Panta, Agnesh (2023)
Characterisation of freshly emitted mineral dust aerosols determined by scanning electron microscopy: insights from in situ measurements at source locations.
Technische Universität Darmstadt
doi: 10.26083/tuprints-00024731
Dissertation, Erstveröffentlichung, Verlagsversion
Kurzbeschreibung (Abstract)
Mineral dust is a key component of the Earth system, affecting the radiation balance, cloud properties, biogeochemical cycles and impacting atmospheric circulation, air quality, aviation, and solar energy generation. Understanding of these processes is currently limited by a lack of in situ measurements resulting in a large uncertainty in the chemical, microphysical, optical, and radiative properties of mineral dust.
This thesis presents an analysis of dust measurements obtained during the FRontiers in dust minerAloGical coMposition and its Effects upoN climaTe (FRAGMENT) campaigns which took place in August-September 2019 over Southern Morocco and August-September 2021 over Iceland. Samples are collected for offline analysis using SEM/EDX and are used to provide insights into the chemical composition, particle size distribution (PSD), mixing state, and the shape and morphology of airborne dust. It focuses on the description and comparison of dust samples from northern Africa (Morocco) and high-latitude region (Iceland) which are the two distinct source regions.

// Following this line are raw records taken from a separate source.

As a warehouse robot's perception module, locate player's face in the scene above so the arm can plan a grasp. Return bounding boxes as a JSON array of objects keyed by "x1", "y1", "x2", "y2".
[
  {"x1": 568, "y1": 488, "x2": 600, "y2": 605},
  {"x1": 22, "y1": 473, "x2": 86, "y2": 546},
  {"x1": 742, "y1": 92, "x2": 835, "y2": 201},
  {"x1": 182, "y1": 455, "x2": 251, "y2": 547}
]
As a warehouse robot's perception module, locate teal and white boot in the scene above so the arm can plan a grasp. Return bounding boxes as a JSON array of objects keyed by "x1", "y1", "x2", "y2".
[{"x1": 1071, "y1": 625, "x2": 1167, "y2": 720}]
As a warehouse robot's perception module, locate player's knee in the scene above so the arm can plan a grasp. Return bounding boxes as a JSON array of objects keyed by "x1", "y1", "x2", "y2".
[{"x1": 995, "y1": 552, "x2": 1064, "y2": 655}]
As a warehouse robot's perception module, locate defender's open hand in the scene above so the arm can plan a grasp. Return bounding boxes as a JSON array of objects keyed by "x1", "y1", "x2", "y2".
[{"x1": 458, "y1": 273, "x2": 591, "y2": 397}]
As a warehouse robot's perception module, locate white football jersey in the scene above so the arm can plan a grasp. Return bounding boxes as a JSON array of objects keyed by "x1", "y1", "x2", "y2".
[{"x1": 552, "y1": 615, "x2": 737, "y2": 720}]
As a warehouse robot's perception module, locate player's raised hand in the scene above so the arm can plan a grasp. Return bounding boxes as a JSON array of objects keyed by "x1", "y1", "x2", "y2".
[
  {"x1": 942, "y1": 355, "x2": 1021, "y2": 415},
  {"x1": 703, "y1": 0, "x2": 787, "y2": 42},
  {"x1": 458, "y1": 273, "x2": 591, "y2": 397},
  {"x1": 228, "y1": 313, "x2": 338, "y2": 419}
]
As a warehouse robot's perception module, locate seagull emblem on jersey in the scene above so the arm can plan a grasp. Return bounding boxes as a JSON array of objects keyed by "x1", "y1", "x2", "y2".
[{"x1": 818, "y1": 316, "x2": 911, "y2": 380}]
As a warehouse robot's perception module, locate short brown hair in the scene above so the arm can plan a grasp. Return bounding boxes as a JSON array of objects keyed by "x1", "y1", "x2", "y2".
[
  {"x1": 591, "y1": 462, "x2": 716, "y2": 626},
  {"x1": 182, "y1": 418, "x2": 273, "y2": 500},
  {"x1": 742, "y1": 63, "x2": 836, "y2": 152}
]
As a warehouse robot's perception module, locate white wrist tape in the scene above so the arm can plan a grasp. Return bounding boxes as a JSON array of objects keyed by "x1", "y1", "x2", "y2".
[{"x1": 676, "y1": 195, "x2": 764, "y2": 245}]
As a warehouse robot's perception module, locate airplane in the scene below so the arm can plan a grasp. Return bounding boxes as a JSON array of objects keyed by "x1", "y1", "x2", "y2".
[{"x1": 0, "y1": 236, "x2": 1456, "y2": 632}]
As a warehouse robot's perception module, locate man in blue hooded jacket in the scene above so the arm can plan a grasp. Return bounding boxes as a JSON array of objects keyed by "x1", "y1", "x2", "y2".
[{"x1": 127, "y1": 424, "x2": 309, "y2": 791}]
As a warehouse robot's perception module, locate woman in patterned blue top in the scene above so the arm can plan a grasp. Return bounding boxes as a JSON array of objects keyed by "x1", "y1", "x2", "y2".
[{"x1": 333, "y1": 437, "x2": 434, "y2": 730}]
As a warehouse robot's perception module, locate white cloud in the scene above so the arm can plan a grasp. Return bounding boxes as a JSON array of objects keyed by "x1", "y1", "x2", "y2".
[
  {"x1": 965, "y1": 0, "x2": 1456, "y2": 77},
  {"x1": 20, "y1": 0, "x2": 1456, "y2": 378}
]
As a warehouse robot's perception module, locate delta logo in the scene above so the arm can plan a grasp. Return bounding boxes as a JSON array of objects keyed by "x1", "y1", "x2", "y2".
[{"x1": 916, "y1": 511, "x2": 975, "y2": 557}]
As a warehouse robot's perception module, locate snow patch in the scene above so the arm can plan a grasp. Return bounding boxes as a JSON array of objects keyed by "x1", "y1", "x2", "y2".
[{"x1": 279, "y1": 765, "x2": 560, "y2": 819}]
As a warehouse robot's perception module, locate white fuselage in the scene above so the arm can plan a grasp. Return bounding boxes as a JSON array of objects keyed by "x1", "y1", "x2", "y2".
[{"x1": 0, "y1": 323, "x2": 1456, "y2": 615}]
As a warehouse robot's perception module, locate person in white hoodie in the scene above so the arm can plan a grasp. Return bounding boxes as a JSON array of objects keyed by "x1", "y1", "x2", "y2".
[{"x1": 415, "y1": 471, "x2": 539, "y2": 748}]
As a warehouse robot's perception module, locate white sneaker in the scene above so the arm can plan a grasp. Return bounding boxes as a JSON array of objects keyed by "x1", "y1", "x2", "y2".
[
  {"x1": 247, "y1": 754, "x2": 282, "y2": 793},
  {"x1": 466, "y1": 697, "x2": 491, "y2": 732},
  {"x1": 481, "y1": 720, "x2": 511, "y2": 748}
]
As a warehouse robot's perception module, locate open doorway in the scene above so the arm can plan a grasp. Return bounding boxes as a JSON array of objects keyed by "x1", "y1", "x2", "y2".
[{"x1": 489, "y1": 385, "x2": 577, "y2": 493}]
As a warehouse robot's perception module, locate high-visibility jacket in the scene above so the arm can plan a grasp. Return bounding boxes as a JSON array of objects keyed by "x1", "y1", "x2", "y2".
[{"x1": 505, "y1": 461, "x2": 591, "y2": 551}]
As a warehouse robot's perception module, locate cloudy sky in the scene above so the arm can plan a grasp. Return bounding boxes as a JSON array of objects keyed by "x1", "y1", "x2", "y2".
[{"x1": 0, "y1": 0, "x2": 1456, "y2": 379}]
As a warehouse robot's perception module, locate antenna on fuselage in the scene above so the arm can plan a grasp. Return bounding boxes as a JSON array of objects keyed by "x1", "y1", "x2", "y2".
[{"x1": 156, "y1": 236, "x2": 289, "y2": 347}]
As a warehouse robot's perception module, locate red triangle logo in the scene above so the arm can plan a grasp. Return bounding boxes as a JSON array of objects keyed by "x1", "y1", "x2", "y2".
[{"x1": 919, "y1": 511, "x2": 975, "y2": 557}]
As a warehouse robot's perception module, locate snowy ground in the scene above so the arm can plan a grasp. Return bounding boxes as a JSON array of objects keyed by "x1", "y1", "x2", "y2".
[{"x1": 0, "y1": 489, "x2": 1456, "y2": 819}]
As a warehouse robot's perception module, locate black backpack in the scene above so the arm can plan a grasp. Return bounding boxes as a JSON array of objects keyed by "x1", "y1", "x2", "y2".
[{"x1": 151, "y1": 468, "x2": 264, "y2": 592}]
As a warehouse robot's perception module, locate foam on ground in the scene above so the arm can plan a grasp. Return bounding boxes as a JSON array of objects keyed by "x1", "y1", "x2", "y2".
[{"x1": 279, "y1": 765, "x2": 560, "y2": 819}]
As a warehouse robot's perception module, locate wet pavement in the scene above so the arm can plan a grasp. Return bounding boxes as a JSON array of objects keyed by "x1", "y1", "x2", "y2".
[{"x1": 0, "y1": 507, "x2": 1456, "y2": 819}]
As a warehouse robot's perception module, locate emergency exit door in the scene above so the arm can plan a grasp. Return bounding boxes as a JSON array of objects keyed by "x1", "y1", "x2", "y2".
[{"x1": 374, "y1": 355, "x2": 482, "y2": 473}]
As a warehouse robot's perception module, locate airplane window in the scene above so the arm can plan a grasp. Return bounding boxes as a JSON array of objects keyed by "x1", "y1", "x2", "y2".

Moroccan dust particles are mineralogically dominated by (alumino) silicates such as clay minerals, quartz, and feldspar with varying amounts of carbonates, and iron-bearing minerals. An exhaustive analysis of the PSD and potential mixing state of different particle types is made, focusing largely on iron-rich (Fe oxide-hydroxides) and feldspar particles, which are key to the effects of dust upon radiation and clouds, respectively. Nearly pure or externally mixed Fe oxide-hydroxides are present mostly in diameters smaller than 2 μm, with the highest fraction below 1 μm at about 3.75 % abundance by mass. Fe oxidehydroxides tend to be increasingly internally mixed with other minerals, especially clays, as particle size increases; i.e., the volume fraction of Fe oxide-hydroxides in aggregates decreases with particle size. Pure (externally mixed) feldspar represented 3.2 % of all the particles by mass, of which an estimation of about a 10th is K-feldspar. The externally mixed total feldspar and K-feldspar abundances are relatively invariant with particle size, in contrast to the increasing abundance of feldspar-like (internally mixed) aggregates with particle size with mass fractions ranging from 5 % to 18 %. The median aspect ratio is rather constant across particle size and mineral groups, although slightly higher aspect ratios for internally mixed particles is observed.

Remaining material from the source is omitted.